(De Diana Bronzi)
Me enseñaron que tenía
que ser responsable. De palabra me enseñaron y aprendí de palabra. De ejemplo
me enseñaron y aprendí de palabra. Pero lo fui, sí lo era y demasiado.
Virginiana como
pocas, detallista enfermiza. Enmarcada en cuadros inamovibles confeccionados
por mi clásica histeria femenina agravada por el vínculo zodiacal. Estructuras
aprehensibles que aprehendí no sé por quién. Y malvada. Una ética estudiantil
egoísta, moral maniquea y tan temprana, de temperamento terrenal e hiperactivo.

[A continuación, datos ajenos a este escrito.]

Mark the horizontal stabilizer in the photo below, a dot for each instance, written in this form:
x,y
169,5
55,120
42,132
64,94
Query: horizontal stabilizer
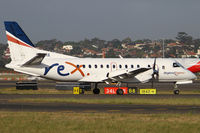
x,y
35,60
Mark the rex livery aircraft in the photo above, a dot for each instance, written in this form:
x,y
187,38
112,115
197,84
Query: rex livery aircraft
x,y
27,59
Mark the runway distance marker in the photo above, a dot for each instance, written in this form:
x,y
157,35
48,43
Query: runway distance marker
x,y
147,91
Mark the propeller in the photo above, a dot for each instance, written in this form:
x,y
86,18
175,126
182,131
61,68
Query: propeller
x,y
155,74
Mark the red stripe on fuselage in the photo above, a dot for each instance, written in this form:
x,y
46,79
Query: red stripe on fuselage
x,y
195,68
16,41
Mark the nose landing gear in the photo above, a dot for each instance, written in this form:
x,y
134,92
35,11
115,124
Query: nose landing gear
x,y
176,90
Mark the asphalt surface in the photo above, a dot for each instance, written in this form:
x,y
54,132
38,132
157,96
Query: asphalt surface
x,y
6,105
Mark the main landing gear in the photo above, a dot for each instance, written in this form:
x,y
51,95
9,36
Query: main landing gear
x,y
176,90
119,90
96,90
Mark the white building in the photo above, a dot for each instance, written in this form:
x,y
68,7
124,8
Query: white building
x,y
68,47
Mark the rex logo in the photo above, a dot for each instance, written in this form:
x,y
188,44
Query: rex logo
x,y
61,68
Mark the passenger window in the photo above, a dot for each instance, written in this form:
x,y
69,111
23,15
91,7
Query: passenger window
x,y
175,65
107,66
132,66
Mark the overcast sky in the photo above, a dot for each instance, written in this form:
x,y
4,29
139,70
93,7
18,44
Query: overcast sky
x,y
75,20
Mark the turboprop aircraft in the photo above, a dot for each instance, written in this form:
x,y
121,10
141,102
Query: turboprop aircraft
x,y
25,58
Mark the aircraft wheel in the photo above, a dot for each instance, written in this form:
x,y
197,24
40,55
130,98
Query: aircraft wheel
x,y
120,92
176,92
96,91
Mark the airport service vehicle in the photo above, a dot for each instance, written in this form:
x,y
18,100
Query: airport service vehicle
x,y
25,58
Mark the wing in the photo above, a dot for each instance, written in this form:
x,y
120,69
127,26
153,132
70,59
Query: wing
x,y
36,60
141,74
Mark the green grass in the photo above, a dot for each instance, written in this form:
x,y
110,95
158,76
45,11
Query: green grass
x,y
54,91
63,122
143,101
39,91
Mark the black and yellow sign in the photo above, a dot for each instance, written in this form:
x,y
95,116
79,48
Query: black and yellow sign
x,y
147,91
76,90
132,90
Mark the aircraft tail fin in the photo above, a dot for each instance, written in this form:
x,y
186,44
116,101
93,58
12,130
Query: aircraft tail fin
x,y
21,47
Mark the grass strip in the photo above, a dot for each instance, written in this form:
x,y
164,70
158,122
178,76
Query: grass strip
x,y
143,101
62,122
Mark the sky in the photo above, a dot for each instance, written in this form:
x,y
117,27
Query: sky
x,y
75,20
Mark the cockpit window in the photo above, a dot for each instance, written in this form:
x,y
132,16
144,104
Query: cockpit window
x,y
176,64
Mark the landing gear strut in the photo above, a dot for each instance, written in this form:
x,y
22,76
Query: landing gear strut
x,y
96,90
119,91
176,90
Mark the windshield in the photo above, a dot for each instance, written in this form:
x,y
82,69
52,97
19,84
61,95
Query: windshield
x,y
176,64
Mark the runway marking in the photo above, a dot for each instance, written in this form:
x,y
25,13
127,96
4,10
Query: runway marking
x,y
68,111
161,109
137,109
182,108
90,111
113,110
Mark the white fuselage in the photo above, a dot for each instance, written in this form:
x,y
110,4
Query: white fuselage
x,y
67,70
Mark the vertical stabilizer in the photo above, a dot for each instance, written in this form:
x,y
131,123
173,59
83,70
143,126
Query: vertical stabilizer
x,y
21,47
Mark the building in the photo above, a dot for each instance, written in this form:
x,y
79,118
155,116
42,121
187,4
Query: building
x,y
68,48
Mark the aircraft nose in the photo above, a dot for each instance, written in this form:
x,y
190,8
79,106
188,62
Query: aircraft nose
x,y
192,75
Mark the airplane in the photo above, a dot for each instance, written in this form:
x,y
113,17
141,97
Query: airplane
x,y
25,58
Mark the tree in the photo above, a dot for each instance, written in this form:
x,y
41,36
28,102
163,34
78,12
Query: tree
x,y
127,40
184,38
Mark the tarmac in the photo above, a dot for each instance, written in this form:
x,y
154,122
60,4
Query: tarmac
x,y
6,105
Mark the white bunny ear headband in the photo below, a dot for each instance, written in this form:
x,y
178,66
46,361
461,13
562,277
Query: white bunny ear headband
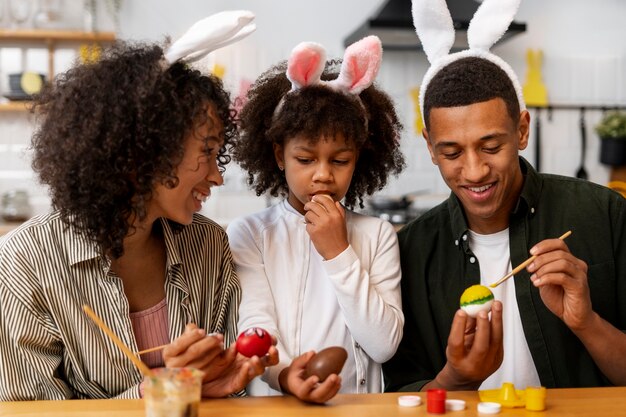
x,y
211,33
359,67
434,27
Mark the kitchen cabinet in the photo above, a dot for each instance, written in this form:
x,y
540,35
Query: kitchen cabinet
x,y
50,39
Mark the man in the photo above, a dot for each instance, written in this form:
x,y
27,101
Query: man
x,y
559,322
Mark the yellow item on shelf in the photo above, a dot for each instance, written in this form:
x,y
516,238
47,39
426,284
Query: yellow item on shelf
x,y
619,186
418,125
31,82
535,92
89,53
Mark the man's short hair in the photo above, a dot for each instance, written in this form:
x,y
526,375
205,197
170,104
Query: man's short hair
x,y
468,81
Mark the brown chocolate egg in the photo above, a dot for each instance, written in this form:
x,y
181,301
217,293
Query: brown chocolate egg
x,y
326,361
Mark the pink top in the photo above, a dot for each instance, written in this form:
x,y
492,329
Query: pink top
x,y
151,330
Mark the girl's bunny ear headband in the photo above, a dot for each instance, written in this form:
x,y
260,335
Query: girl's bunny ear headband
x,y
359,67
209,34
434,27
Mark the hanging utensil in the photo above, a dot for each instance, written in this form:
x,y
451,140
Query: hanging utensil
x,y
538,141
582,172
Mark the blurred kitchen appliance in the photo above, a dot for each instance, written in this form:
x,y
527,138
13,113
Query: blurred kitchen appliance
x,y
393,24
16,206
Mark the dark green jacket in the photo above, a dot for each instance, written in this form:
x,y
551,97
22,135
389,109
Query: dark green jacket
x,y
437,266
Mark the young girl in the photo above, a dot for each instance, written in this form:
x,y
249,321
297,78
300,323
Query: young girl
x,y
130,147
313,273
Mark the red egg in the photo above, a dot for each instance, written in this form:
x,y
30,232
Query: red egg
x,y
254,341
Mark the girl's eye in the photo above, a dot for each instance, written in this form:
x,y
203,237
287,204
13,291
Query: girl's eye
x,y
451,154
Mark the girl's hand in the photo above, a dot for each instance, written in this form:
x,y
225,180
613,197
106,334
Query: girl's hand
x,y
292,381
326,225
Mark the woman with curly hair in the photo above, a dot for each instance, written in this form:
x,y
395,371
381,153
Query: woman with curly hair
x,y
314,273
130,147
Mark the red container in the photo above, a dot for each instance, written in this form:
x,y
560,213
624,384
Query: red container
x,y
436,401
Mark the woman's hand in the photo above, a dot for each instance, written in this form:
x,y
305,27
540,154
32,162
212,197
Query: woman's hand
x,y
292,381
196,349
225,371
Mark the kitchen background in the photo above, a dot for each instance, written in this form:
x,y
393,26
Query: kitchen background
x,y
584,63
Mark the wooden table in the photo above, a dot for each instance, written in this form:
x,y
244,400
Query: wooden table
x,y
592,402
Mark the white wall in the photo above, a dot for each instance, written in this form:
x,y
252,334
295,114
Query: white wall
x,y
584,63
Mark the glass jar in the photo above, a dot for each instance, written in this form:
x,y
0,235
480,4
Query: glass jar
x,y
16,206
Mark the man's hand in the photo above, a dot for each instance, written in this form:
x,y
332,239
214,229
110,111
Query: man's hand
x,y
292,381
472,355
562,282
326,225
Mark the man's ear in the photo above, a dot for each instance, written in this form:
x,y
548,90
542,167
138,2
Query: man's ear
x,y
430,147
523,129
279,155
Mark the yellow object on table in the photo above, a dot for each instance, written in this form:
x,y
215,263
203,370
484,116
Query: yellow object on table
x,y
507,396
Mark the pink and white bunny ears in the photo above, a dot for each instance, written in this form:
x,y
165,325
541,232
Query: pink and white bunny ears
x,y
211,33
359,68
434,27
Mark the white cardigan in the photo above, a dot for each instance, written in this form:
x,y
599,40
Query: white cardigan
x,y
352,300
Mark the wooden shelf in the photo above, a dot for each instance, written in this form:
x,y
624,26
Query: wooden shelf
x,y
14,106
8,35
48,39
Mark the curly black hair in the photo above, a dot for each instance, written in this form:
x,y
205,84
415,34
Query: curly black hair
x,y
467,81
371,123
109,131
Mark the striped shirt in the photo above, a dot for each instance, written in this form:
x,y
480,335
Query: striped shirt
x,y
49,349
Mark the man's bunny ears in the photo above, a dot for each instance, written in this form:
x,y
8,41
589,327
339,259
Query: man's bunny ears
x,y
434,27
211,33
359,68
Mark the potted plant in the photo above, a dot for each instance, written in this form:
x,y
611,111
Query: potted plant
x,y
612,133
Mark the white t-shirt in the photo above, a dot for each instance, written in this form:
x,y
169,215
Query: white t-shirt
x,y
494,258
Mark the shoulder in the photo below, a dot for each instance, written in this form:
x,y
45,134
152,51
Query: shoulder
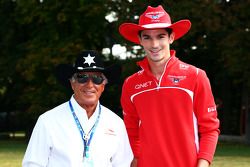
x,y
110,117
55,113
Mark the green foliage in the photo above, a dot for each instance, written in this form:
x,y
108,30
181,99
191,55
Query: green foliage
x,y
36,36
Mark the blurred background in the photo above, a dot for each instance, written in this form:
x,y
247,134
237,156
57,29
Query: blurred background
x,y
37,35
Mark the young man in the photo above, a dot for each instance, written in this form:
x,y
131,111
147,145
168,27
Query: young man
x,y
80,132
168,105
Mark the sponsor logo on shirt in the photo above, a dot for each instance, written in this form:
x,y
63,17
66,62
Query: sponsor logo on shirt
x,y
143,85
176,79
184,66
110,132
211,109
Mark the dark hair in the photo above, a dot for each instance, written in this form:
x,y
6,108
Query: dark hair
x,y
169,31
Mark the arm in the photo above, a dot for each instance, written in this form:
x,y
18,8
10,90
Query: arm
x,y
208,123
123,155
134,163
37,152
131,119
202,163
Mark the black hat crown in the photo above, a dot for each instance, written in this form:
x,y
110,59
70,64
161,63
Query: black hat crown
x,y
88,61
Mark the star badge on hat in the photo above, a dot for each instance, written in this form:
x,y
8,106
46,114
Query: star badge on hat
x,y
89,60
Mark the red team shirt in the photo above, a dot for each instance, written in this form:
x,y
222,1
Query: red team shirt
x,y
171,122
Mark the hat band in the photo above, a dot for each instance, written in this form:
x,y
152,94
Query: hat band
x,y
90,68
156,25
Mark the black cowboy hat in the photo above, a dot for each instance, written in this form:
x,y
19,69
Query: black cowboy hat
x,y
87,61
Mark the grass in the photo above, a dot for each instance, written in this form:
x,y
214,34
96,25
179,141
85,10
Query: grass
x,y
11,153
232,155
227,154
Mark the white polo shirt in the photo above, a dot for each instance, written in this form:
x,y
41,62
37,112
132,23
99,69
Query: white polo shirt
x,y
56,140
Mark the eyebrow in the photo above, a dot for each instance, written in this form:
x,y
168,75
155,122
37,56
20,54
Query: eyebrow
x,y
156,35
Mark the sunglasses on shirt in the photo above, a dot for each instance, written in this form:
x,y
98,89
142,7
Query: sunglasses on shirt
x,y
83,78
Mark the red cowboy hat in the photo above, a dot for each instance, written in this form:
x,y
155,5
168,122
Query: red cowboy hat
x,y
153,18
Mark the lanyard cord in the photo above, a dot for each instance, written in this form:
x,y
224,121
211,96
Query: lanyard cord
x,y
86,138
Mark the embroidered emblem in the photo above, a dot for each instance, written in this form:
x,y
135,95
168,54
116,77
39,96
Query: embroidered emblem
x,y
211,109
154,15
184,66
110,132
89,60
176,79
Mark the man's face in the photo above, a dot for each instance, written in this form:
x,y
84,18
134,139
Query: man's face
x,y
88,93
156,44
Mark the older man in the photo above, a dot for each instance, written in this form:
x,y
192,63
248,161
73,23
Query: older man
x,y
80,132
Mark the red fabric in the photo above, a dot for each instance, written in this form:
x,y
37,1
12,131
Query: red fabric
x,y
171,122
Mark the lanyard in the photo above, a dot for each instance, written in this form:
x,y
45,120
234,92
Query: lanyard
x,y
86,138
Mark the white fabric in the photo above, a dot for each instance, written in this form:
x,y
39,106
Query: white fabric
x,y
56,140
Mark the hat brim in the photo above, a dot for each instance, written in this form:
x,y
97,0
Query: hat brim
x,y
130,30
64,72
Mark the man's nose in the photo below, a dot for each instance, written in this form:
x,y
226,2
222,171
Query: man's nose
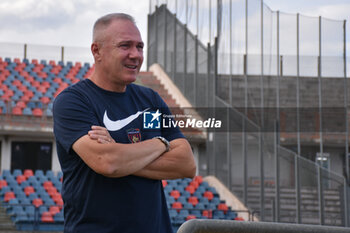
x,y
135,52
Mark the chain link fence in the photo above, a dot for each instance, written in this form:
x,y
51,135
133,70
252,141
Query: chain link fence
x,y
281,77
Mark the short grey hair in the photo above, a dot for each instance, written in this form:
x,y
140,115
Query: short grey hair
x,y
106,20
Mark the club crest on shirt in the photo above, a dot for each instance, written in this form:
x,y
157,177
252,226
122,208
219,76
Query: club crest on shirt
x,y
134,135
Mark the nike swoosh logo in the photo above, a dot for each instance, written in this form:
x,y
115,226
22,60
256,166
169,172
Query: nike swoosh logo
x,y
119,124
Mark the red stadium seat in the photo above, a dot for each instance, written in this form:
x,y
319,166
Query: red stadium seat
x,y
17,111
28,173
239,219
209,195
193,200
20,179
189,217
8,196
54,210
199,179
21,104
223,206
194,183
191,189
177,206
51,191
207,213
3,183
28,190
37,112
45,100
47,217
47,184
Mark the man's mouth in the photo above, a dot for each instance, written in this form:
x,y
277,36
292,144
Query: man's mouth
x,y
131,66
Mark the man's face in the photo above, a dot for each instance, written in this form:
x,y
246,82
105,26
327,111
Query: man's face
x,y
121,52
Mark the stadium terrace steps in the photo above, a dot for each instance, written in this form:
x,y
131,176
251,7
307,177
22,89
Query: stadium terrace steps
x,y
186,199
309,204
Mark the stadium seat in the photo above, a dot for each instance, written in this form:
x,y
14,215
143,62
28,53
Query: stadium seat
x,y
37,112
28,173
191,189
223,207
54,210
193,200
177,206
28,190
209,195
3,183
47,217
175,193
189,217
20,179
37,202
8,196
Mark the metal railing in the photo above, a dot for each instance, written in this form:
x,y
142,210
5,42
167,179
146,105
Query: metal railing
x,y
224,226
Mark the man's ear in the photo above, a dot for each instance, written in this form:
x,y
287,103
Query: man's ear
x,y
95,49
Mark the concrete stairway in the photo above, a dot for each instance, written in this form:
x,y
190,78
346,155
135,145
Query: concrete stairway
x,y
309,205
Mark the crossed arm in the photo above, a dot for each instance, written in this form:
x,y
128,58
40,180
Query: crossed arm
x,y
146,159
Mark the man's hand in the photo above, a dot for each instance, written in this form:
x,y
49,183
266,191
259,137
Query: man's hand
x,y
177,163
100,134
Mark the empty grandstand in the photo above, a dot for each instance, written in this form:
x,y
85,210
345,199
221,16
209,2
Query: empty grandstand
x,y
282,156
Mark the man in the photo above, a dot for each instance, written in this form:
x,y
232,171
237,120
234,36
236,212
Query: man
x,y
116,187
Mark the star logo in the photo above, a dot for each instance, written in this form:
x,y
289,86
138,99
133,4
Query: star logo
x,y
151,120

Y lo mío era el arte. Lo supe desde chica. Lo mío eran las
tablas. Esas tablas bohemias por las que quería recorrer un mundo que iba más
allá de las fronteras sureñas en las que había crecido. Había conocido Paris,
había conocido el color y el romance de una melodía universal en el saxofón de
la esquina.
Me enseñaron que el estudio era imperativo. Me enseñaron de
palabra y aprendí literal. Lo viví literal y lo vivo.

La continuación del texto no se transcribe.